In the context of the prevailing trend toward more natural products, there seems to be an increasing
preference for raw milk consumption as raw milk is associated with several perceived health benefits
that are believed to be destroyed upon heating. However, many human pathogens can be isolated from
raw cow milk. The prevalence of foodborne pathogens in raw cow milk varies, but their presence has
been demonstrated in many surveys and foodborne infections have been repeatedly reported for
Campylobacter, Salmonella spp. and human pathogenic verocytotoxin-producing Escherichia coli. In
industrialized countries, milk-borne and milk product-borne outbreaks represent 2e6% of the bacterial
foodborne outbreaks.
The aim of this review is to present scientifically sound data regarding the risks and benefits related to
the consumption of raw and heated cow milk. Both microbiological aspects (e.g., the prevalence of
milk-borne pathogens, pathogen growth inhibition by antimicrobial systems and by lactic acid producing
bacteria, probiotic bacteria, etc.) and nutritional or health aspects (nutritional value, immunity, allergies,
lactose intolerance, diabetes, milk digestibility, etc.) are considered.

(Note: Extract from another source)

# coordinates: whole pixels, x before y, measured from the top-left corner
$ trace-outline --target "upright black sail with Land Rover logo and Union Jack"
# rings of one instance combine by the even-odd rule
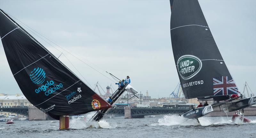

As such, it is demonstrated that consumption of raw milk poses a realistic health threat due to
a possible contamination with human pathogens. It is therefore strongly recommended that milk should
be heated before consumption. With the exception of an altered organoleptic profile, heating
(in particularly ultra high temperature and similar treatments) will not substantially change the
nutritional value of raw milk or other benefits associated with raw milk consumption.